А вот Лиза любила быструю езду («Как Чичиков», – язвила Мурочка, которая не только все читала, но и накрепко запоминала прочитанное). Еще Лиза обожала высоту, всяческую тряску, горки и велосипед. Большими качелями в саду Копытиных она никогда не могла насытиться. Мерные взлеты к вершинам берез, почти в небеса, а потом падения в бездну тени, к земле, к траве – о, если бы это не кончалось! Когда Лиза неслась вниз, внутри у нее вспыхивал холод и так сладко давил сердце, что глаза сами зажмуривались от блаженства.
– Чудо! – вскрикивала Лиза. – До чего я хочу, Мурочка, полететь на аэроплане! Эх, если бы снова этим летом в Нетске были авиаторы…
Авиаторов Лиза видела лишь однажды, два года назад. Странные их решетчатые машины зудели и кружились над Кичеевским полем. Публика ахала и не верила своим глазам.
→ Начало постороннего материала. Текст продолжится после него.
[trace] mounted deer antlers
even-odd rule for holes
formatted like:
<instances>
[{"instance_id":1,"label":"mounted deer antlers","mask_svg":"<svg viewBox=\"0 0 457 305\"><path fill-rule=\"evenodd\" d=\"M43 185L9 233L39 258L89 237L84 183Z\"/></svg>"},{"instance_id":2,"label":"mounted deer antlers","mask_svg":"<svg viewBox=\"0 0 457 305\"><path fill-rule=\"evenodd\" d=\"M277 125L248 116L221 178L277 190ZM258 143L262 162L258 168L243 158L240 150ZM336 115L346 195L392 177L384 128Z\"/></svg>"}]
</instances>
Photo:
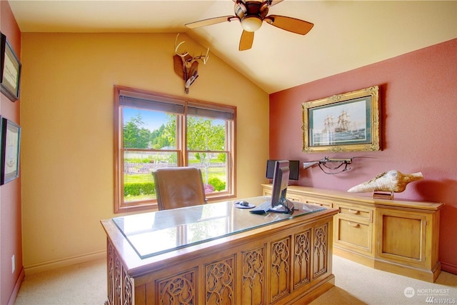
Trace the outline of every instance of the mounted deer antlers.
<instances>
[{"instance_id":1,"label":"mounted deer antlers","mask_svg":"<svg viewBox=\"0 0 457 305\"><path fill-rule=\"evenodd\" d=\"M183 41L177 44L179 36L179 34L176 35L176 38L174 40L174 53L176 54L173 56L174 71L184 80L184 91L186 94L189 94L189 88L199 77L199 61L200 60L204 64L206 64L208 59L209 59L209 48L207 49L206 54L204 56L200 54L198 56L191 56L186 51L179 53L178 49L185 41Z\"/></svg>"}]
</instances>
Многие ждали, что какой-нибудь аппарат свалится, зацепившись за крышу колокольни или за флагшток у палатки почетных гостей. Но все обошлось: авиаторы остались целехоньки. Они даже дали себя фотографировать, обнимать и носить на руках взад и вперед по пыльному полю. Их круглоголовые шлемы вошли в моду – такой надел даже губернаторский шофер вместо прежнего ушастого кепи.
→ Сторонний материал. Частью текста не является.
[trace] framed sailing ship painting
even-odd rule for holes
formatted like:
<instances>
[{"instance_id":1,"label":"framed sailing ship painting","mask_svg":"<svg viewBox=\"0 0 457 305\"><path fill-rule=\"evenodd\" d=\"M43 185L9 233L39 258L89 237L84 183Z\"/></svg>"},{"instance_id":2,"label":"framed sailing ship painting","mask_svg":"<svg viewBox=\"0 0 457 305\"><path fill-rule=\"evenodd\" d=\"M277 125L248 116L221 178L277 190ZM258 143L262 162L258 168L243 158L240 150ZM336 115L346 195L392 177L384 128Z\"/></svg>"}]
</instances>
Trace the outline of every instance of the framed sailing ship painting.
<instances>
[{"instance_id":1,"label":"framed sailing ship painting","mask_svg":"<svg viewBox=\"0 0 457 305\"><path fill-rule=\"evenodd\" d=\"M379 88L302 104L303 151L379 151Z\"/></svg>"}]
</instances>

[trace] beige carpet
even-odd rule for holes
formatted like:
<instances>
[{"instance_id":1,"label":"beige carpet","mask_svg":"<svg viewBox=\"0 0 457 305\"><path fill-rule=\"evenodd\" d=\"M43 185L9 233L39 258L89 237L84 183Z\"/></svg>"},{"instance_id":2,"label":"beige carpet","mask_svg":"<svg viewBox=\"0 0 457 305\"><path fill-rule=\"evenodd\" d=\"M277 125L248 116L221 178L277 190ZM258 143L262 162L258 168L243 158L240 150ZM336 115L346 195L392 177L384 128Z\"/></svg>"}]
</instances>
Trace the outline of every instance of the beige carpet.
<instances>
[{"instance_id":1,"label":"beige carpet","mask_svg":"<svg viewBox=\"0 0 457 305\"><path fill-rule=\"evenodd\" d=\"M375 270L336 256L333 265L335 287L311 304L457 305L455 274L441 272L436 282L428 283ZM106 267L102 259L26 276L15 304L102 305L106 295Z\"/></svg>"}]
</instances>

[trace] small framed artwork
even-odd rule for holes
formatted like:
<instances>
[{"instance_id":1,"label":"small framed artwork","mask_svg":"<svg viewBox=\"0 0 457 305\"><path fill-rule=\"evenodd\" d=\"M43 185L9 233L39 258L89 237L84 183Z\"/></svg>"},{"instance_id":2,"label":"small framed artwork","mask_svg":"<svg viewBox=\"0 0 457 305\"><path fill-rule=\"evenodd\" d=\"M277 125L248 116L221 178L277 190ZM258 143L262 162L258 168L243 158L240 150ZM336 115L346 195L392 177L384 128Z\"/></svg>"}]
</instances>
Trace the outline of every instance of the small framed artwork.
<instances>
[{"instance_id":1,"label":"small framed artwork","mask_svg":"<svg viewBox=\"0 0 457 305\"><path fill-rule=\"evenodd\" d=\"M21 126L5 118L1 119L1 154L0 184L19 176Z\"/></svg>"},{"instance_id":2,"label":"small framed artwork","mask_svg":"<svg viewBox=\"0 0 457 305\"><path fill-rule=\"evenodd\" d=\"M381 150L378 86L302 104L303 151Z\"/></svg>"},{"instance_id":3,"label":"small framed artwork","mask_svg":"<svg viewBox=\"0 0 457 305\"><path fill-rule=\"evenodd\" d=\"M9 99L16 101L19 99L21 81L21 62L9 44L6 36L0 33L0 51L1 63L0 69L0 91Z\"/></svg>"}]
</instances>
В последний день полетов в воздух поднялись пассажиры из отчаянных нетских добровольцев – штабс-капитан Матлыгин, учитель физики Мухин и бесшабашная Зося Пшежецкая. Лиза стояла тогда в толпе и завидовала им до слез. Отец смеялся над ней, как над маленькой. Пусть теперь только попробует не пустить полетать!
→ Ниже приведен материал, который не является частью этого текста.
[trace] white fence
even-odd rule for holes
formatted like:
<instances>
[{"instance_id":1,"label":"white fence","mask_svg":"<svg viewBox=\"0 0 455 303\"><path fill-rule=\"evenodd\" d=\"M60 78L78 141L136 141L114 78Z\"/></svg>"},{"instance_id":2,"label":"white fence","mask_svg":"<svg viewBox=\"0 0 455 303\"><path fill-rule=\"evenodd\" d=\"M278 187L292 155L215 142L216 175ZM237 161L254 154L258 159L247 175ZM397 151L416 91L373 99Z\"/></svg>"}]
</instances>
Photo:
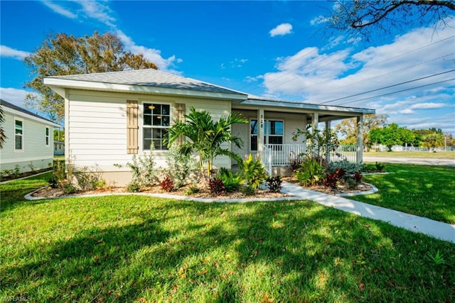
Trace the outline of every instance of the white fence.
<instances>
[{"instance_id":1,"label":"white fence","mask_svg":"<svg viewBox=\"0 0 455 303\"><path fill-rule=\"evenodd\" d=\"M328 162L347 160L357 162L357 145L327 145L321 155ZM328 150L328 153L326 153ZM304 158L306 145L303 144L264 144L262 147L262 163L269 172L273 166L289 165L291 161Z\"/></svg>"}]
</instances>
Мурочка ни о каких аэропланах не помышляла, особенно на качелях. Она изо всех сил цеплялась побелевшими пальцами за гладкие жерди и бормотала: «Лиза! Хватит! Не могу больше! Даже ради тебя!»
Пришлось ее пожалеть. Бедная Мурочка выбралась на твердую, надежную землю и уселась на скамейку тяжело дыша. Все вокруг казалось ей чрезмерным и противным: песок дорожки ядовито блестел, воробьи свистали оглушительно, как сумасшедшие. «Никогда больше не стану на качелях болтаться!» – обещала подруге Мурочка.
Вот тогда-то и подошел к Лизе незнакомец. Он сказал:
– Можно с вами на качели?
– Можно, – ответила Лиза. – Только раскачивайте посильней.
Был незнакомец длинный, почти на голову выше Лизы, но вряд ли ее старше – просто мальчишка в полотняной белой косоворотке и с какой-то книжкой за поясом. Лизе он не понравился: слишком обыкновенный. Даже обыкновеннее обыкновенного – почти безбровый, белобрысый, с приглаженными мокрыми волосами. Должно быть, в Нети только что искупался. Его манеры не только тетя Анюта нашла бы дурными – улыбался невпопад, краснел поминутно. Герой!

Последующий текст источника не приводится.